Nur in seltenen Fällen - wie der Auseinandersetzung über den geplanten US-Raketenabwehrschild - werden dabei die wirklichen Differenzen offen angesprochen. Würden die bestehenden Konflikte zwischen den Gipfelteilnehmern in Heiligendamm unverhüllt ausgetragen, müssten diese nicht nur durch einen Hochsicherheitszaun von der Bevölkerung abgeschirmt werden, es wären auch mehrere Zäune nötig, um die Delegationen voneinander zu trennen.

Zweitens sind die versammelten Gipfelteilnehmer höchst unpopulär. Sie vertreten eine kleine, superreiche Elite, deren Abstand zum Rest der Bevölkerung sich in jüngster Zeit dramatisch erhöht hat. Sie vollziehen einen Drahtseilakt. Sie empfinden das Vorhandensein einer breiten, tief verankerten sozialen Opposition, der es lediglich an einer gemeinsamen Stimme fehlt, um sich artikulieren zu können, und sind gleichzeitig entschlossen, die Angriffe auf die Arbeiterklasse voranzutreiben und ihre Privilegien mit allen Mitteln zu verteidigen.

Weltweite Klassengesellschaft

Das Nachrichtenmagazin Der Spiegel hat unter der Überschrift "Gipfel der Ungerechtigkeit" einen Artikel veröffentlicht, der einige Kernzahlen der weltweiten sozialen Polarisierung zusammenfasst. Obwohl dies nicht die Absicht der Autoren ist, liest er sich wie eine nachträgliche Illustration zu Karl Marx’ "Kapital", als vernichtende Anklage gegen die kapitalistische Gesellschaft. Er zeigt nicht nur das Ausmaß der sozialen Gegensätze, sondern weist auch nach, dass das Tempo der Polarisierung rasant zunimmt.

So hat sich die Zahl der Dollar-Milliardäre allein im letzten Jahr von 793 auf 946 erhöht. 55 davon stammen aus Deutschland, das hinter den USA (415) an zweiter Stelle liegt, dicht gefolgt von Russland (53) und Indien (36). Das Vermögen dieser Milliardäre ist in einem Jahr um 35 Prozent gewachsen, auf 3,5 Billionen Dollar, mehr "als die gesamte deutsche Volkswirtschaft in einem Jahr an Waren und Dienstleistungen produziert".

Diesen unermesslich Reichen stehen 2,7 Milliarden Menschen gegenüber, die von weniger als zwei Dollar täglich leben müssen. Das reichste Prozent der Erdbevölkerung besitzt 51 Prozent des Gesamtvermögens, die ärmere Hälfte der Weltbevölkerung dagegen nur 1 Prozent.

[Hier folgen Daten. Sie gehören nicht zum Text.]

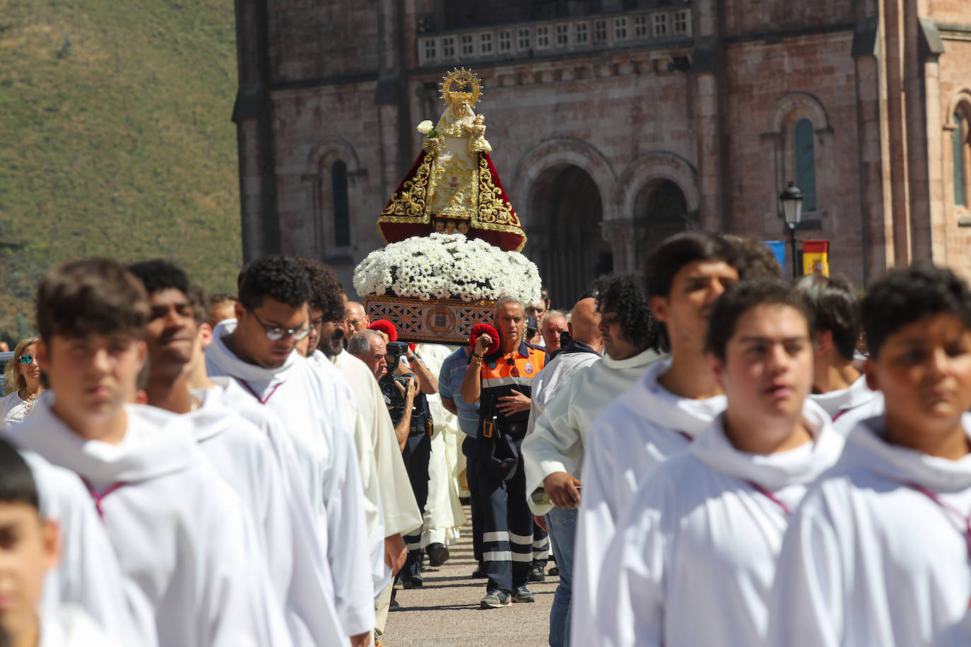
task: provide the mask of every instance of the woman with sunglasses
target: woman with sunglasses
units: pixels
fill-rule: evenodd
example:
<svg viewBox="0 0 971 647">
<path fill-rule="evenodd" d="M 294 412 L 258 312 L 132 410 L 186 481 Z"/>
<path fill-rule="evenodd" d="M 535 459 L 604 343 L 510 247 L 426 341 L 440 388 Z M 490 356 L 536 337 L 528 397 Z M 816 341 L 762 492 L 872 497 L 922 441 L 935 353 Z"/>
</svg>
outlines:
<svg viewBox="0 0 971 647">
<path fill-rule="evenodd" d="M 9 395 L 0 400 L 0 433 L 26 418 L 34 401 L 44 391 L 41 367 L 35 353 L 39 340 L 39 338 L 28 337 L 17 344 L 14 359 L 4 370 L 4 393 Z"/>
</svg>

Diese Kluft zieht sich durch arme und reiche Länder gleichermaßen hindurch. In Deutschland stagnieren die unteren Einkommen seit zehn Jahren, die Gehälter der bestbezahlten Beschäftigten sind dagegen im gleichen Zeitraum um 17 Prozent gestiegen. Allein in den letzten zwei Jahren ist der Anteil der Arbeitseinkommen am gesamten verfügbaren Einkommen von 42 auf 38 Prozent gesunken, während der Anteil der Gewinne und Vermögenseinkommen von 31 auf 35 Prozent gestiegen ist - eine Folge der "Reformen" der rot-grünen Koalition.

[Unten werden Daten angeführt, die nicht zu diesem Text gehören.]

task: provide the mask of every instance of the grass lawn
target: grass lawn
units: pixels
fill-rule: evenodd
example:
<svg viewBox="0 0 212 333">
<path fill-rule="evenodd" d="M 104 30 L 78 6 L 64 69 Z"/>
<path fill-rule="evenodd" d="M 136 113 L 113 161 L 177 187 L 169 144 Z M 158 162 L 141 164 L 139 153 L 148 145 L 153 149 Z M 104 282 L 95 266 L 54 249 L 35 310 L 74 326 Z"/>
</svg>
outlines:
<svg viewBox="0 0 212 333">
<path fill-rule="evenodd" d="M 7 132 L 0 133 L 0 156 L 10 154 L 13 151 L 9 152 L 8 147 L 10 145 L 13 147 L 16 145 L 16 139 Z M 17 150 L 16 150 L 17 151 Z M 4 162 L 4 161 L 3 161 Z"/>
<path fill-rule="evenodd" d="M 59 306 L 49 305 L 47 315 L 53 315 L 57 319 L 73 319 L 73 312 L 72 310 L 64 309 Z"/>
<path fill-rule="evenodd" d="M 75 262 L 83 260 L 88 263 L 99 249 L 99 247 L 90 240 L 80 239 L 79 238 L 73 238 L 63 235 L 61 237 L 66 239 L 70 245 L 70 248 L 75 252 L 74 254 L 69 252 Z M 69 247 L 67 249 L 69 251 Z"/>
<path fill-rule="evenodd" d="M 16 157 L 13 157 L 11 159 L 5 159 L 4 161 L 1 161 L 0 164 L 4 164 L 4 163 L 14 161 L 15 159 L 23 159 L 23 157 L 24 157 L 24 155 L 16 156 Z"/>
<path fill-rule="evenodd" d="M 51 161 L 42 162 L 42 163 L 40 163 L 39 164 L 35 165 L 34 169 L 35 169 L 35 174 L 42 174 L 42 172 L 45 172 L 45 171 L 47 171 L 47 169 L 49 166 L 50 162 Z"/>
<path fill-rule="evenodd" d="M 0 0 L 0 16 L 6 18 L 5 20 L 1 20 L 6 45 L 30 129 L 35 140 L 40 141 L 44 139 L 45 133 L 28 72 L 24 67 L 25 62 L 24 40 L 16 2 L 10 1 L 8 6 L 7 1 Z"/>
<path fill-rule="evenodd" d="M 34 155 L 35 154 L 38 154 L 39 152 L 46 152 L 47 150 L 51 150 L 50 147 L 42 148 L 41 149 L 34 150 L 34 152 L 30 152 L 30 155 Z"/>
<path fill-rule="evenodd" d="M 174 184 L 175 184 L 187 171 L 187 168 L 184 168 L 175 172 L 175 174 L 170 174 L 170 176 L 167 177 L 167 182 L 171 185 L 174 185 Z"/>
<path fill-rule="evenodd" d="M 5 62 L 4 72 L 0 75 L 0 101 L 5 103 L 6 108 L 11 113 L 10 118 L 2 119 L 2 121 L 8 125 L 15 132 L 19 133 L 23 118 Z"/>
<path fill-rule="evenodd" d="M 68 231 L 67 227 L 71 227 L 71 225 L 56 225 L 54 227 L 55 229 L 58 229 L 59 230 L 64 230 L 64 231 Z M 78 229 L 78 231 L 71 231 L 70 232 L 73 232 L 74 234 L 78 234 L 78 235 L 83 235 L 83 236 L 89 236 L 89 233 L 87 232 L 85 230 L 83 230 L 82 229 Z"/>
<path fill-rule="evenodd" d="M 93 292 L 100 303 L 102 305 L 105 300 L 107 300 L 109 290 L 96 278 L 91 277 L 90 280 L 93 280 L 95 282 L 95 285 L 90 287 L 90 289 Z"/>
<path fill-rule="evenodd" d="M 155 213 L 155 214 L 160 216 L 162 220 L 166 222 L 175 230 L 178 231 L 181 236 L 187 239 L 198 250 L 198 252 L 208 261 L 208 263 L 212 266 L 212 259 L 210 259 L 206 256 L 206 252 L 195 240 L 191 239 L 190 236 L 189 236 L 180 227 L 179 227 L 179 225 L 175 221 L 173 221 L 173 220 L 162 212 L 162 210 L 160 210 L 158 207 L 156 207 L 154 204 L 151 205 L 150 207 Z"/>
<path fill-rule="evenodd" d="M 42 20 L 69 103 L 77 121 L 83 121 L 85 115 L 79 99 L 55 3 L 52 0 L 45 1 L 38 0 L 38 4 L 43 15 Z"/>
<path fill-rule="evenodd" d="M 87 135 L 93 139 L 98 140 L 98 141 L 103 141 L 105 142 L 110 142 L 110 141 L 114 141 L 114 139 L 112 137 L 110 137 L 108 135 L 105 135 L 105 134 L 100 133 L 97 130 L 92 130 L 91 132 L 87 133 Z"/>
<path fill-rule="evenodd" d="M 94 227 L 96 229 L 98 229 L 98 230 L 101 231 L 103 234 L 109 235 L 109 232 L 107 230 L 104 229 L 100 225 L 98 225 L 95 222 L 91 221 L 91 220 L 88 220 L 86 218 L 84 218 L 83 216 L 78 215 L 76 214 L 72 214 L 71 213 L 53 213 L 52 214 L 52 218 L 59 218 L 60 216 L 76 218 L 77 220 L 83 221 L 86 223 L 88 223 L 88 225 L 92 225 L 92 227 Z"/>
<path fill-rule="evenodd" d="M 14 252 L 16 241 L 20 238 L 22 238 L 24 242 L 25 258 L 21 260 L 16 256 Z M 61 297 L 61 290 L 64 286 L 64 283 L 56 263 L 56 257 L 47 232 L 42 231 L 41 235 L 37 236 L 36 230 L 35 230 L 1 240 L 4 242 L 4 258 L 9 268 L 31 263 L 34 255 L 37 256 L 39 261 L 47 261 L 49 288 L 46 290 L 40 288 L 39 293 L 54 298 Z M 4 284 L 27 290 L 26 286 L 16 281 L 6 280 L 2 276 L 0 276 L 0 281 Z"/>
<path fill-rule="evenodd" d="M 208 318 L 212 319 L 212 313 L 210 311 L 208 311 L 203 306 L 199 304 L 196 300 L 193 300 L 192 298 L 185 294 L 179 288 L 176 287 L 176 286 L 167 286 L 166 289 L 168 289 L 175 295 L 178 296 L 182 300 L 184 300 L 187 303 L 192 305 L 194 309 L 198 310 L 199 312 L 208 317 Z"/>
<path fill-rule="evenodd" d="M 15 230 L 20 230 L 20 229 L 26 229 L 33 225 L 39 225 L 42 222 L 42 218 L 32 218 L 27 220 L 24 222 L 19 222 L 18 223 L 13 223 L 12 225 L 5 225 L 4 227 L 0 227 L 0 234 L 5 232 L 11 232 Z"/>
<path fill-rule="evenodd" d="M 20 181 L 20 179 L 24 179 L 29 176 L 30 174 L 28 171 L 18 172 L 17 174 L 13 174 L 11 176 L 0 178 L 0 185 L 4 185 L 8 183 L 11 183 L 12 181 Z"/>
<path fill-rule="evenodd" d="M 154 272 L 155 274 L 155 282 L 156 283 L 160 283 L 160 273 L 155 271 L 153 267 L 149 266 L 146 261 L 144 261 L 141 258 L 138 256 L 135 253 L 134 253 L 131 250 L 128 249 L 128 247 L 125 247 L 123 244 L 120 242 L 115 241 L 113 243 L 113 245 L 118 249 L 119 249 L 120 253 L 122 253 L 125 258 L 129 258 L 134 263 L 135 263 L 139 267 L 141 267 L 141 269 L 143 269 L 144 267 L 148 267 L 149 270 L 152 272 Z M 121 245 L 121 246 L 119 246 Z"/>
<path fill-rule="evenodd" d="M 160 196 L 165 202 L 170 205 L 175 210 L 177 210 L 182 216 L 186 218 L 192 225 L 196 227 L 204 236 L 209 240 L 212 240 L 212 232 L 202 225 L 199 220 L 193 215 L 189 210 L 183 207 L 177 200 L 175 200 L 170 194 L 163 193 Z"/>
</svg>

In Russland ist das Durchschnittseinkommen als Ergebnis der kapitalistischen Restauration um mehr als 60 Prozent gefallen. Noch heute müssen drei Viertel der Bevölkerung von weniger als 200 Euro im Monat leben. Die 500 reichsten Russen verfügen dagegen über ein Vermögen, dass 40 Prozent des Bruttoinlandsprodukts entspricht.

Diese Zahlen sagen mehr über den Charakter des G8-Gipfels, als alle salbungsvollen offiziellen Erklärungen. In Heiligendamm treffen sich die politischen Vertreter einer Finanzoligarchie, die den Globus rücksichtslos ausplündert.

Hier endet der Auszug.